Sixty-five percent of respondents said plan participants should be allowed to retain the benefits accrued under the old system.
The issue of migrating past accrued benefits from the existing system of nominal guaranteed pensions to a new system of real conditional pension rights is a contentious one.
In recent weeks, experts ranging from pensions supervisor DNB to pensions manager APG have warned that absorbing old benefits into the new system would be a crucial element of the planned pension reforms.
Henk Kamp, minister of social affairs and labour, has commissioned a feasibility study with regards to a collective switch to the new system.
Such a switch may not be legally possible without explicit consent of individual plan participants, and the complexity of allowing the old system to co-exist with the new system - to accommodate participants who do not want to make the change - may be prohibitive, experts say.

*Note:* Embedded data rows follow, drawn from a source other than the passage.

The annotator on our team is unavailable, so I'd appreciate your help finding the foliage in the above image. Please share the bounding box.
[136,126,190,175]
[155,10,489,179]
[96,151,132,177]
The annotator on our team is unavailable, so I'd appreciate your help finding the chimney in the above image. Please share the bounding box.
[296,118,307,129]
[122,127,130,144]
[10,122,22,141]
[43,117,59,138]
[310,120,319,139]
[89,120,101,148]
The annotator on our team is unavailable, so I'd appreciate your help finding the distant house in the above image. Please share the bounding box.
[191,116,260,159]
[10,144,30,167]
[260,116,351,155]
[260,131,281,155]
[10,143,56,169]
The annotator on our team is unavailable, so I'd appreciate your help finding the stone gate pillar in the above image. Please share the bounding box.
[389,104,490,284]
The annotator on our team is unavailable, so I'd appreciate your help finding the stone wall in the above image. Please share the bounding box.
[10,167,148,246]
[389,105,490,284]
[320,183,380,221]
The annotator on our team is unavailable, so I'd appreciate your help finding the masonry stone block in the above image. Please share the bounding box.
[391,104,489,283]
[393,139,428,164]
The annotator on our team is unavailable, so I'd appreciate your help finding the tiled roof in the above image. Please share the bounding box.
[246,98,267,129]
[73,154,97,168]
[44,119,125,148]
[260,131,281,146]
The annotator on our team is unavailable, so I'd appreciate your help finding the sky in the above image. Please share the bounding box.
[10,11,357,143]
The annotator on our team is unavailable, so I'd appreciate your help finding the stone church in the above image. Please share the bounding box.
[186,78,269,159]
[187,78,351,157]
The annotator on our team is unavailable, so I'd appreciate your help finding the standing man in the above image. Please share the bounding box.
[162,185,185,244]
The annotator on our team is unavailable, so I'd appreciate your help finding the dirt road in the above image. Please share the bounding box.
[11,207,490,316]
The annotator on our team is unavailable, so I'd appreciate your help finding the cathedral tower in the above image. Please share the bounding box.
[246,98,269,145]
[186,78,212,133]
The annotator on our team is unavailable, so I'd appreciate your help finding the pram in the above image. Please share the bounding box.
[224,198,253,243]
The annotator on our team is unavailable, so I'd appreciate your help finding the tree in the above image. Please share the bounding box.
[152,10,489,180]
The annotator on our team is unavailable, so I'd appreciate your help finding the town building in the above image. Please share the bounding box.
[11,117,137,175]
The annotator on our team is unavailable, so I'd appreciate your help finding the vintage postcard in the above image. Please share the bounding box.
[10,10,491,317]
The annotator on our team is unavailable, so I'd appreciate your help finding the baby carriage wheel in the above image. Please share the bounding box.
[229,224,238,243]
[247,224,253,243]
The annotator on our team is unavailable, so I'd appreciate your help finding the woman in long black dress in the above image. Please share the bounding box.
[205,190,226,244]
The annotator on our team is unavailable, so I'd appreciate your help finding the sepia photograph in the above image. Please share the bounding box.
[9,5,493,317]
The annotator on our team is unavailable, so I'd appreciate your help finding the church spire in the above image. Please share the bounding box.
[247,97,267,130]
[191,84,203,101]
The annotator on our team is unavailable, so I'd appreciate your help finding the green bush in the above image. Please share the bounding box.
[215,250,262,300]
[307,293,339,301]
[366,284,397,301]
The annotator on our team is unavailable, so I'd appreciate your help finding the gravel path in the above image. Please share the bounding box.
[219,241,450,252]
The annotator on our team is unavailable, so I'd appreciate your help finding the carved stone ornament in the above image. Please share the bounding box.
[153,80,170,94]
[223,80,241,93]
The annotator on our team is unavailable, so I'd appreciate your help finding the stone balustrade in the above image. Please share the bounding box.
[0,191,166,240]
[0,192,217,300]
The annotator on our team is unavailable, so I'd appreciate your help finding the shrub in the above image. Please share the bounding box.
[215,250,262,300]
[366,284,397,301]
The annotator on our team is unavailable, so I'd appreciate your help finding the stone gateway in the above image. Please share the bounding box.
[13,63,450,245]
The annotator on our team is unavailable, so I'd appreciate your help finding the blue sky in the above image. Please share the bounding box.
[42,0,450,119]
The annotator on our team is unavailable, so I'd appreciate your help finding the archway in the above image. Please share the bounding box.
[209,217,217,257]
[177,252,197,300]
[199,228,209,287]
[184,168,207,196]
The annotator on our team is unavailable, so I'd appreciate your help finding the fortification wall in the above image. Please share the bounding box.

If the majority of participants were to choose to keep their 'old' benefits, the sweeping reforms of the Dutch pension system, announced with much fanfare last summer, would in effect be stillborn.
Against this backdrop, the fact that a sizeable majority of pension professionals believes old rights should co-exist with the new system is a "significant finding with considerable impact", according to financial marketing company Bridgevest and pensions magazine Pensioen Bestuur & Management, which commissioned the survey, with support from Cardano Risk Management.
In addition, the vast majority of respondents (79%) believe plan participants under the new system should be given the opportunity to insure against the risk of lower-than-expected pension results, as the proposed new pension system will make the pension outcome more uncertain for plan participants.
Just 20% of respondents believe the transfer of risk to plan participants - a major effect of the pension reform - is a positive development.
And 67% of respondents insist sponsor companies have a responsibility to help weather setbacks.
Kamp has said segmentation of pension plan participants - whether by age cohort or otherwise - is out of the question, for now at least.
Respondents to the survey, however, do call for further segmentation.
Respondents believe the new Pensions Agreement should distinguish between different groups of participants to ensure a fair distribution of risks and benefits, with 49% in favour of distinguishing between age cohorts and 36% in favour of segmentation according to target income to provide protection to lower-income pension groups.
Asked which issues would be most important with regard to the future of the Dutch collective pension system, respondents identified better communication with plan participants as the number one issue (25%), followed by implementation of the new Pensions Agreement (17%), better pension fund governance (13%) and improving trustee expertise (13%).
Two out of three pension professionals participating in the survey worry that, under the accounting rules of the new pensions system, schemes may appear to be 'richer' than they actually are.
Adopting expected returns as a discount ratio for liability valuation will tempt pension funds to grant indexation when they cannot really afford it, to the detriment of younger participants, 61% of respondents fear.
Another 57% expect that the use of expected returns as a discount ratio will lead to investments that are 'too risky'.
Some 79% of pension professionals are concerned about the future sustainability of the schemes they are involved with.
In this regard, 39% of respondents expect that their pension arrangement will be made less generous, and 11% expect to merge with an industry-wide pension scheme.
Just 2% expect to join a multi-employer corporate scheme.
Buyout/buy-in solutions are equally unpopular and considered by only 2% of respondents.
The so-called PPI solution is only marginally more popular at 5%.